Note that each root of $\map g x$ is a conjugate of $T^L \Delta$.


the product of all the roots of $\map g x$ has absolute value $\size {\map g 0} \ge 1$


each root of $\map g x$ has absolute value $\le \norm {T^L \Delta}$

it follows that:

\(\ds \size {T^L \Delta}\) \(\ge\) \(\ds \dfrac {\size {\map g 0} } {\norm {T^L \Delta}^{N - 1} }\)
\(\ds \) \(\ge\) \(\ds T^{-\paren {N - 1} L} \paren {L!}^{-N} S^{-N L_0 L} \paren {1 + \norm \beta}^{-N L_0 L} \paren {1 + \norm \alpha}^{-N S L_1 L} \paren {1 + \norm {\alpha^\beta} }^{-N S L_1 L}\)

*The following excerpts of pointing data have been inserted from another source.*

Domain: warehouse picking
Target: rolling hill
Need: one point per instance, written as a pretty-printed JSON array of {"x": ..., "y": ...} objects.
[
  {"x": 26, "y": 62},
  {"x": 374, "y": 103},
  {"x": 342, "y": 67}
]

\(\ds \ln \size \Delta\) \(\ge\) \(\ds -N L \ln T - N L \ln L - N L_0 L \ln S - N L_0 L \map \ln {1 + \norm \beta}\)
\(\ds \) \(\) \(\ds - N S L_1 L \map \ln {1 + \norm \alpha} - N S L_1 L \map \ln {1 + \norm {\alpha^\beta} }\)

Recall that $T = \paren {T'}^{L_0 + 2 S L_1}$ and that $T'$ and $N$ are constants depending only on $\alpha$ and $\beta$.

It follows that $(A)$ holds, and the proof for $\alpha > 0$ and $\beta$ real follows.


Source of Name

This entry was named for Alexander Osipovich Gelfond and Theodor Schneider.

Historical Note

The Gelfond-Schneider Theorem was proved in $\text {1934}$ – $\text {1935}$ by Alexander Osipovich Gelfond and Theodor Schneider.

Hilbert $23$

This problem is no. $7$ in the Hilbert $23$.